Uncle Gnarley Addresses Annual Meeting ‘Royal Order of Old Farts’.

My Friends:

Finally, I get to address one of the most maligned groups in our Province. 
My mission, is to correct the erroneous impression that you are causing the unpleasant aroma that has become so pervasive, recently.  It is an impression with which you have been saddled, both in the media, and with certain groups.  The truth, my friends, is right under our noses.

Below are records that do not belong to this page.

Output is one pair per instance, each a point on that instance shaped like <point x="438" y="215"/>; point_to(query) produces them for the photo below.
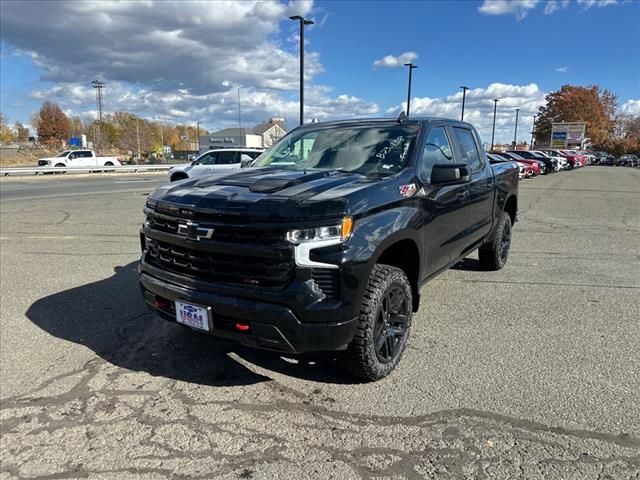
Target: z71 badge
<point x="408" y="190"/>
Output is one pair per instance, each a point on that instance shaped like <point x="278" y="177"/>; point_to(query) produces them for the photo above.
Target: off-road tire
<point x="361" y="358"/>
<point x="492" y="255"/>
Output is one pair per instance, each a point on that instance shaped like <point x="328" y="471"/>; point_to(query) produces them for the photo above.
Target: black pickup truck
<point x="324" y="242"/>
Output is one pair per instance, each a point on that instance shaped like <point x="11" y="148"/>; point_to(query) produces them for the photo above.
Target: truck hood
<point x="281" y="195"/>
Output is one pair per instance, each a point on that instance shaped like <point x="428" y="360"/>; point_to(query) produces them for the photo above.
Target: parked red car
<point x="575" y="159"/>
<point x="534" y="164"/>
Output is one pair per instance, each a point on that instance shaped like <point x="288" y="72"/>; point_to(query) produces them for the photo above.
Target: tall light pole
<point x="198" y="134"/>
<point x="515" y="132"/>
<point x="533" y="129"/>
<point x="98" y="86"/>
<point x="411" y="67"/>
<point x="303" y="21"/>
<point x="138" y="139"/>
<point x="464" y="94"/>
<point x="493" y="130"/>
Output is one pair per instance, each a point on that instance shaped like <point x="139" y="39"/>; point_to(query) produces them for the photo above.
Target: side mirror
<point x="450" y="174"/>
<point x="245" y="161"/>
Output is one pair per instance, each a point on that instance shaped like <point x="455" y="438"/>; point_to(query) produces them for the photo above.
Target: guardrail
<point x="49" y="169"/>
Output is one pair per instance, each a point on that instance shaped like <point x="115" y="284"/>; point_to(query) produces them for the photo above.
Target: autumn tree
<point x="571" y="103"/>
<point x="6" y="133"/>
<point x="51" y="123"/>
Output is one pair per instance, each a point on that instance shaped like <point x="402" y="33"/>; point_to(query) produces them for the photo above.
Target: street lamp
<point x="493" y="131"/>
<point x="515" y="133"/>
<point x="464" y="94"/>
<point x="411" y="67"/>
<point x="533" y="129"/>
<point x="303" y="21"/>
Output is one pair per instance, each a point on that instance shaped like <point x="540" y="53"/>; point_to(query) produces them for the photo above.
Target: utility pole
<point x="303" y="21"/>
<point x="198" y="134"/>
<point x="411" y="67"/>
<point x="239" y="115"/>
<point x="493" y="130"/>
<point x="138" y="139"/>
<point x="464" y="94"/>
<point x="162" y="141"/>
<point x="98" y="86"/>
<point x="533" y="129"/>
<point x="515" y="132"/>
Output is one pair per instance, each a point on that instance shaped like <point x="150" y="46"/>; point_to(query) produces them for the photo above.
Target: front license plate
<point x="192" y="315"/>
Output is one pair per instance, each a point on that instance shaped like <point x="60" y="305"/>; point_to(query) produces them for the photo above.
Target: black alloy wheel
<point x="391" y="324"/>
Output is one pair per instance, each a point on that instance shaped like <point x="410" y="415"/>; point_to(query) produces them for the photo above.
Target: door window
<point x="207" y="159"/>
<point x="437" y="149"/>
<point x="227" y="158"/>
<point x="468" y="148"/>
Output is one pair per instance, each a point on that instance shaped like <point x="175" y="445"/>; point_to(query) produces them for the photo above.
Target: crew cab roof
<point x="413" y="120"/>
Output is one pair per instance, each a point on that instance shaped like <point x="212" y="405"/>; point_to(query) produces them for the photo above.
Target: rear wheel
<point x="493" y="255"/>
<point x="383" y="325"/>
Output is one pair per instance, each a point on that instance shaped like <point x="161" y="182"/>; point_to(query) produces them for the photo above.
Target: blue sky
<point x="182" y="62"/>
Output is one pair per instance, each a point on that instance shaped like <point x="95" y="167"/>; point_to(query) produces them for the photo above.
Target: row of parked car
<point x="542" y="162"/>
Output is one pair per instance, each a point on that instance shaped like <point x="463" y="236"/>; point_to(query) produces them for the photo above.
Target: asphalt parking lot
<point x="529" y="372"/>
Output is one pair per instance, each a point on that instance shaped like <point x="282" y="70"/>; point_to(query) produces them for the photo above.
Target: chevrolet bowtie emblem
<point x="194" y="231"/>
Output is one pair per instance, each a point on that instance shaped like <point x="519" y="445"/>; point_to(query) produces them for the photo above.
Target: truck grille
<point x="220" y="267"/>
<point x="223" y="233"/>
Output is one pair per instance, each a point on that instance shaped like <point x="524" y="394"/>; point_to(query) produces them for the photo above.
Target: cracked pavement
<point x="530" y="372"/>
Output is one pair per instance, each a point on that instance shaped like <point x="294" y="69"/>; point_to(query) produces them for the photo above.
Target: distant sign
<point x="567" y="135"/>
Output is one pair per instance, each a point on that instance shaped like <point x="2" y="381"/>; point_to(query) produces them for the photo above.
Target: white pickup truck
<point x="78" y="158"/>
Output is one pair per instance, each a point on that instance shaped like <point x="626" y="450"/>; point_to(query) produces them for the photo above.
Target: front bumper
<point x="271" y="325"/>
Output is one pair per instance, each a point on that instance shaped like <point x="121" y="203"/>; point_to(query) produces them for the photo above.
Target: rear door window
<point x="228" y="158"/>
<point x="467" y="147"/>
<point x="437" y="149"/>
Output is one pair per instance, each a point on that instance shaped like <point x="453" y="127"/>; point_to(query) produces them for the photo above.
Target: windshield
<point x="368" y="150"/>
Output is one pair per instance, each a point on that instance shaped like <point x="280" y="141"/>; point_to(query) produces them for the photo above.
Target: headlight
<point x="308" y="239"/>
<point x="151" y="203"/>
<point x="339" y="233"/>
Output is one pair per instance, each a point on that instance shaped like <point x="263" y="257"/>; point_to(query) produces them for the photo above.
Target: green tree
<point x="6" y="133"/>
<point x="51" y="123"/>
<point x="571" y="103"/>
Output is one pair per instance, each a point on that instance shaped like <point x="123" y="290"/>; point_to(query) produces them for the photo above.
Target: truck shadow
<point x="110" y="318"/>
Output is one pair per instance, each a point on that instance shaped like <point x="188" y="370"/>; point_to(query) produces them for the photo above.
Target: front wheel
<point x="383" y="325"/>
<point x="493" y="255"/>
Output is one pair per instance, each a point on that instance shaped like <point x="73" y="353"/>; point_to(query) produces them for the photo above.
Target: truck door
<point x="477" y="213"/>
<point x="441" y="204"/>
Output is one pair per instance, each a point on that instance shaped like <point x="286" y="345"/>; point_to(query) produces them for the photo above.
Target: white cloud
<point x="391" y="61"/>
<point x="214" y="110"/>
<point x="631" y="107"/>
<point x="519" y="8"/>
<point x="175" y="61"/>
<point x="596" y="3"/>
<point x="478" y="109"/>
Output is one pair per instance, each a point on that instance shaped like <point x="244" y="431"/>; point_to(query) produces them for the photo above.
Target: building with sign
<point x="262" y="135"/>
<point x="565" y="135"/>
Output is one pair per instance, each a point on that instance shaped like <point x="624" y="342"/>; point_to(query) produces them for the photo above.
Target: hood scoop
<point x="270" y="185"/>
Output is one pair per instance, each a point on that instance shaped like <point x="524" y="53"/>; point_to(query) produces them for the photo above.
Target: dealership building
<point x="262" y="135"/>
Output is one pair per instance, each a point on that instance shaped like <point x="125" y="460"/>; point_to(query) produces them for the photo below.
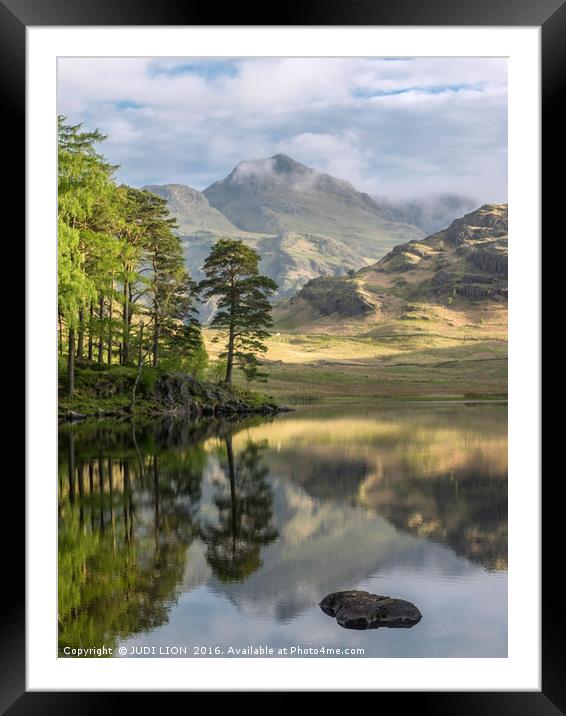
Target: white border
<point x="521" y="670"/>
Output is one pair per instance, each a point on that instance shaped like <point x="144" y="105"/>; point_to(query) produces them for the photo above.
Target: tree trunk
<point x="111" y="306"/>
<point x="60" y="334"/>
<point x="80" y="335"/>
<point x="138" y="376"/>
<point x="230" y="356"/>
<point x="155" y="344"/>
<point x="71" y="364"/>
<point x="126" y="325"/>
<point x="232" y="477"/>
<point x="100" y="329"/>
<point x="90" y="326"/>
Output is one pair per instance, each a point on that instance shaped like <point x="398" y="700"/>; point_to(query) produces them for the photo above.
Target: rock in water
<point x="361" y="610"/>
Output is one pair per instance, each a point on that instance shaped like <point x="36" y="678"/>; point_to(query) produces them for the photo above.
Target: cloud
<point x="396" y="127"/>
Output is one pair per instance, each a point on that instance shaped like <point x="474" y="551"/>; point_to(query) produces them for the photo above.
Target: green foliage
<point x="120" y="266"/>
<point x="243" y="309"/>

My comments speak to the need for government to take responsibility for this unpleasant aroma.  Government should seek the necessary medication, and swallow it, hard.  It just won’t do to blame the very people on whom the aromas have the greatest negative effects. 

I speak to you at a fortuitous time for it has become evident that the people, themselves, keenly acknowledge that an odor is pervading the land; happily, they also are increasingly awareness of its source.

This realization usually follows an election, when people have a tendency to second guess themselves.  It is a perfectly normal reaction; voter remorse is an all too common fact of democratic life.

I have determined, based upon the best science available, that the odor not only has a tendency to linger; it has distinct political content.    

While its content is political, I have also been able to confirm that its colour contains the spectrum of an ‘arrogant’ hue; its texture is consistent with a brand of hubris closely associated with ‘disassociation from common sense’.

Indeed, you will learn, this evening, my friends, that the problem has a name, a diagnosis and a prescription, much in the same way as does a disease of the human corpus.

My analysis shows that the disease manifests as ‘rot’ and is characterized by maladaptive hearing of the essential opinions of the ordinary man and woman; a progressive failure of 'empathy' is a common by-product of the disease.

Amputation of the entire head of government is typically the only known cure.  That treatment comes with a high degree of certainty.  In the end, we are assured that the greater body politic will be saved.

At times, my friends, a government can be rescued from this seemingly terminal malady; but I regret to say, measurable improvements are rare.  Typically, this poor prognosis is based upon evidence of extreme sensitivity and reduced hearing, especially when it involves citizens who have a tendency to critizise. 

Unfortunately, for maladies of this variety, both the doctor and the patient suffer terribly; much pain for both could be spared if a resort to political shock treatment were tried.  This therapeutic approach seldom works, though it is always attempted, as a last resort.

The demands of the treatment are high.  At a minimum, courage, on the part of the political leadership, is required (call it a ‘faint hope’ clause); unfortunately, when it is available, even in the barest of quantities, the active ingredient, ‘recognition of the prospect  of imminent political destruction’, is lacking.  Hence, an infusion of realty checks from the electorate, combined with the ‘threat of time in the political wilderness’, must be kept on standby should the patient succumb to the effects of we call ‘latent’ stupidity and require, as a consequence, political defibrillation. Abandonment of the caucus from the leadership is the surest sign that the disease is at a terminal stage.   

But Ladies and Gentlemen, let us never resort to fear or doubt.  We have named the disease, though it does challenge ordinary speak: it is called, “Dunderheadedness Complex”.  Dreaded as it sounds, I have the assurance of history, that, when people are confronted by a hopeless political challenge, a general election is a cure-all for everyone concerned.

So my friends, the absence of hope is not absolute. For us, and especially for all you, “Old Farts”, sometime soon, perhaps a few years, the air will clear.